Ainsi parla cette tour prévoyante en véritable oracle. Psyché dirige
aussitôt ses pas vers le Ténare. Munie de ses deux oboles et de ses
deux gâteaux, elle descend rapidement le sentier souterrain ; passe,
sans mot dire, devant l’ânier boiteux ; donne le péage au nocher, reste
sourde aux instances du mort qui surnage ; ne tient compte de l’appel
insidieux des tisseuses ; et, après avoir endormi, en lui abandonnant
son gâteau, la rage du gardien infernal, elle pénètre dans la demeure
de Proserpine. En vain son hôtesse lui offre un siège douillet, des
mets délicats ; elle persiste à s’asseoir à ses pieds sur la terre, et à
n’accepter qu’un morceau de pain grossier.

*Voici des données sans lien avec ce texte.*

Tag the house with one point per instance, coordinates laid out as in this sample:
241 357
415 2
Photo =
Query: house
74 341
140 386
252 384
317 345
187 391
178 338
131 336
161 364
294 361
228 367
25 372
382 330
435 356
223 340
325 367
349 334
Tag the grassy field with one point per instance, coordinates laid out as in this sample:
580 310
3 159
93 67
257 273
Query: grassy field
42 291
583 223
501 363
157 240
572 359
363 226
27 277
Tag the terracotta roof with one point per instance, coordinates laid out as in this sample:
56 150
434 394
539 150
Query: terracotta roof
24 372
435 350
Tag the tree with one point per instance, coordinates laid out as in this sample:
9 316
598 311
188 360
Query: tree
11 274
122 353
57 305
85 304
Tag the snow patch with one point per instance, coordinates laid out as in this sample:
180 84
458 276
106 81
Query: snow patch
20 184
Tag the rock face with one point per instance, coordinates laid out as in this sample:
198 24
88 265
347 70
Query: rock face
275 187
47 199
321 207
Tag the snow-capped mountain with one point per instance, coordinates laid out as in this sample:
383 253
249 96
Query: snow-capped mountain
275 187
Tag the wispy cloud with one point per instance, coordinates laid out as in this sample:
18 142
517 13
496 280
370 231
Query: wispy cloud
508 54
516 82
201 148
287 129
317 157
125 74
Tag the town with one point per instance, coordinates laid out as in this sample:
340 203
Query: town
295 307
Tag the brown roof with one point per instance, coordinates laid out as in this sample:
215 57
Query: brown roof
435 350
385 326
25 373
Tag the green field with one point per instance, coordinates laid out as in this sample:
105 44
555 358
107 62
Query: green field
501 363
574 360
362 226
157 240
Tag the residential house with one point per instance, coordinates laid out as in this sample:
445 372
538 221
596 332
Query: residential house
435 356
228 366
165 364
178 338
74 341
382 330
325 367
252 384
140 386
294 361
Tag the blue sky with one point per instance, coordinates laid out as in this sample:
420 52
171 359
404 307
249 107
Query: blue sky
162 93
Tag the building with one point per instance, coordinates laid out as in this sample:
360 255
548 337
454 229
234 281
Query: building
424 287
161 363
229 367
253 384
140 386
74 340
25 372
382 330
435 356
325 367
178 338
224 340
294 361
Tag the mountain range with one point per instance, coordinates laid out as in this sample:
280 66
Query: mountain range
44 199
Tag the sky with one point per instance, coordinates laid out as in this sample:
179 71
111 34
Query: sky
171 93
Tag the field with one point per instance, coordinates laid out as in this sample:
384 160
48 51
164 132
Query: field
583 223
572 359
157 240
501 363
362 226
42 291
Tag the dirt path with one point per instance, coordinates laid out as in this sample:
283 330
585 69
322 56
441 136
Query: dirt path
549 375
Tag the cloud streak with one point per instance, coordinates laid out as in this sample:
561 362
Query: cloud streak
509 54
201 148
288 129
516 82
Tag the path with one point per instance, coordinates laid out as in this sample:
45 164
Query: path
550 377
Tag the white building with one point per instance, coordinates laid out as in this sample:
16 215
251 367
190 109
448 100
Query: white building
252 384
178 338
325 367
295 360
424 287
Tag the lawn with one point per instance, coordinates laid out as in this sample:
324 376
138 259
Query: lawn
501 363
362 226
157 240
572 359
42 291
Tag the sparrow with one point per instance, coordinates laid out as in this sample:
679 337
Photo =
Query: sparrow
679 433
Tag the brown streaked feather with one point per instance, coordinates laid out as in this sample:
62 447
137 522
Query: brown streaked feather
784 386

C’est en cette posture
qu’elle s’acquitte du message de Vénus. La boîte au contenu
mystérieux lui est remise hermétiquement close ; et, après avoir de
nouveau fermé la gueule de l’aboyeur avec le second gâteau,
désintéressé le nocher avec la seconde obole, elle quitte les enfers plus
gaillardement qu’elle n’y était descendue, et elle revoit et adore la
blanche lumière des cieux ; mais, tout empressée qu’elle est de
terminer sa mission, une curiosité téméraire s’empare de son esprit.
En vérité, se dit-elle, je serais bien simple, moi qui porte la beauté des
déesses, de n’en pas retenir un peu pour mon usage, quand ce serait
peut-être le moyen de ramener le charmant objet que j’adore.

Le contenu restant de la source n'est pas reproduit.